PorterLB well addresses this problem. As a sub-project of KubeSphere, PorterLB boosts application containerization in bare-metal Kubernetes environments, and complements the KubeSphere ecosystem in the bare-metal field.
In this article, I am going to introduce how PorterLB functions in Layer 2 mode and BGP mode, which are provided for users to expose applications in different scenarios, and the advantages of PorterLB compared with other bare-metal load balancer implementations such as MetalLB.
BGP Mode
In BGP mode, PorterLB publishes routes to a BGP router deployed outside the Kubernetes cluster, and the BGP router forwards Service traffic from external clients to the Kubernetes cluster nodes based on the routes obtained from PorterLB. In this process, PorterLB uses Equal-Cost Multi-Path (ECMP) routing to ensure that all Kubernetes nodes or nodes that contain Pods, depending on the user configuration, are used as next hops by the BGP router.

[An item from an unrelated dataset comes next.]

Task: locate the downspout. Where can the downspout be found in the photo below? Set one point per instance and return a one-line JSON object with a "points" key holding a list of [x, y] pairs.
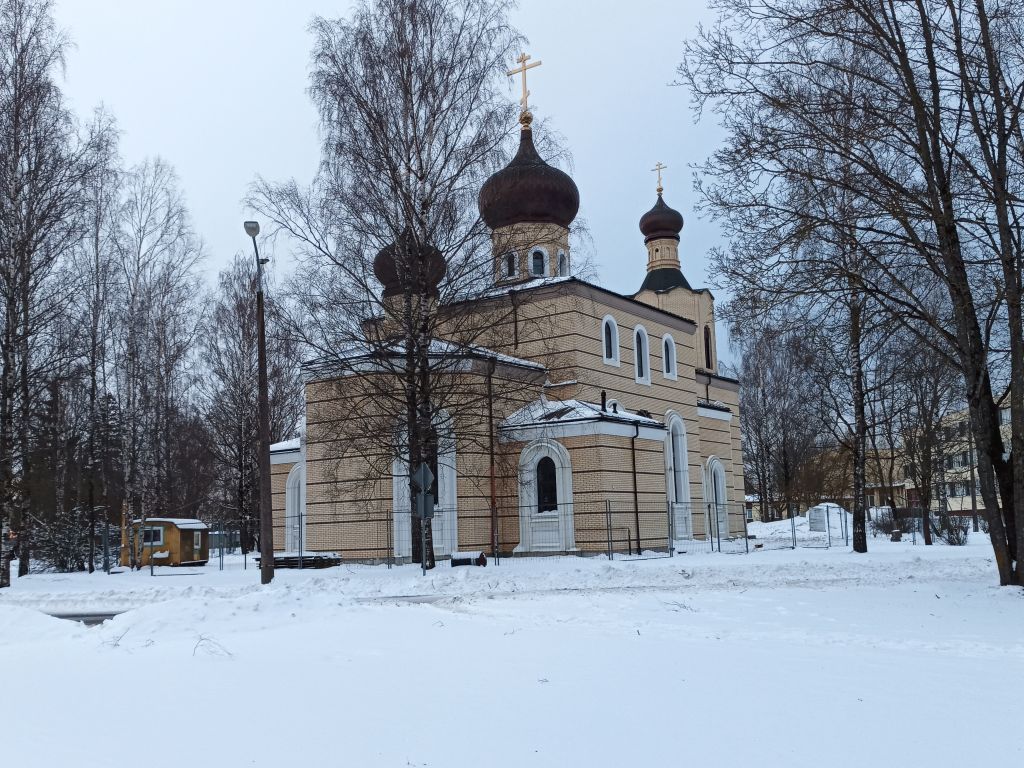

The process of using PorterLB in BGP mode in a Kubernetes cluster is simple:
- Install PorterLB.
- Configure an IP address pool by using Eip.
- Configure BGP properties by using BgpConf and BgpPeer.

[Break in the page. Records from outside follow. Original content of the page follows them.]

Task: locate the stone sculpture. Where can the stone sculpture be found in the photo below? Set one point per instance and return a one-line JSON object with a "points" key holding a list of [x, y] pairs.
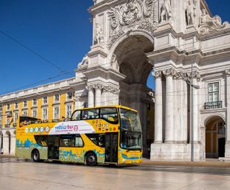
{"points": [[190, 13], [166, 13], [209, 24], [99, 38]]}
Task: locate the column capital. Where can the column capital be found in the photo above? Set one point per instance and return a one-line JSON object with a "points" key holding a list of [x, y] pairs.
{"points": [[157, 74], [195, 75], [169, 72], [98, 86], [227, 72], [111, 89], [179, 75], [89, 87]]}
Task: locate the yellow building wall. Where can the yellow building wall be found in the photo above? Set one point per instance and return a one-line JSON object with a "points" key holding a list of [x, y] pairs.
{"points": [[4, 115], [29, 105], [62, 105], [208, 142], [50, 107], [39, 109]]}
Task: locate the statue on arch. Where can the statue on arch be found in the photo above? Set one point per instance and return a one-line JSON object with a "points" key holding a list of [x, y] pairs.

- Create a Service and set the Service to use PorterLB, which is similar to what you do to use a load balancer plugin in a cloud-based Kubernetes cluster.

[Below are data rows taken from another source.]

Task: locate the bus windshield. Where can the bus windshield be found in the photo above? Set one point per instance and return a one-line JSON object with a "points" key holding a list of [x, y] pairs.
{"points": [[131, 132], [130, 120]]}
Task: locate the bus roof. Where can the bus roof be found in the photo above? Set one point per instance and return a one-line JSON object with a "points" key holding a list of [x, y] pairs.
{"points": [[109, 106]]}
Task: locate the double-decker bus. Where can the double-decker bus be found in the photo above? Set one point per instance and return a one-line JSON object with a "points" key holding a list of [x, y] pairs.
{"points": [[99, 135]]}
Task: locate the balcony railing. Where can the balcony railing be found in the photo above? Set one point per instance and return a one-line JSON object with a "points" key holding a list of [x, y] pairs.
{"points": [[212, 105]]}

PorterLB can be configured by using the Eip, BgpConf, and BgpPeer CRDs, no other configuration files are required. In addition, as BGP is decentralized, you can use the BGP mode to easily establish a high availability network free of failover interruptions and bandwidth bottlenecks.
Layer 2 Mode
Generally, you are advised to use the BGP mode to expose your Services in a high availability network. However, BGP may be unavailable in certain systems because of security requirements or because the router does not support BGP. In this case, you can use PorterLB in Layer 2 mode to achieve similar functionality.
In Layer 2 mode, PorterLB uses ARP packets (for IPv4) or NDP packets (for IPv6) to map the Service IP address to the MAC address of a Kubernetes node. The mechanism of the Layer 2 mode is similar to that of the BGP mode, except that BGP is replaced with ARP/NDP and the router obtains only one route destined for the Service.
Though the Layer 2 mode does not provide the same high availability as the BGP mode does, it is easier to use (you don’t even need to configure BGP properties):
- Install PorterLB.
- Configure an IP address pool by using Eip.
- Create a Service and set the Service to use PorterLB.
You can obtain detailed guidance on how to install, configure, and use PorterLB from the PorterLB documentation.
Advantages of PorterLB
There are other load balancer implementations such as MetalLB designed for bare-metal Kubernetes clusters. Compared with others, PorterLB has the following advantages.
Cloud native
To manage IP address pools and BGP properties for PorterLB, you only need to use the kubectl apply command provided by Kubernetes to create CRD objects. To obtain the status information about IP address pools and BGP peers, you can simply run kubectl get to view the status of the CRD objects. No other configuration files are required. In addition, a PorterLB GUI will be available soon, which will further simplify the usage of PorterLB.
Elegant
After PorterLB is installed in a Kubernetes cluster, a porter-manager Deployment that contains a porter-manager Pod is created. The porter-manager Pod implements the functionality of PorterLB for the entire Kubernetes cluster. For high availability, you can scale the porter-manager Deployment and assign multiple PorterLB replicas (porter-manager Pods) to multiple cluster nodes. This simple architecture ensures that PorterLB can be easily managed and integrated with other systems.
Flexible
PorterLB can be used in conventional Kubernetes clusters. As a sub-project of KubeSphere, PorterLB also fits well into the KubeSphere ecosystem. You can seamlessly integrate PorterLB as a plugin with KubeSphere to utilize the abundant features of the KubeSphere ecosystem, such as observability and troubleshooting, unified monitoring and logging, centralized storage and networking management, and easy-to-use CI/CD pipelines.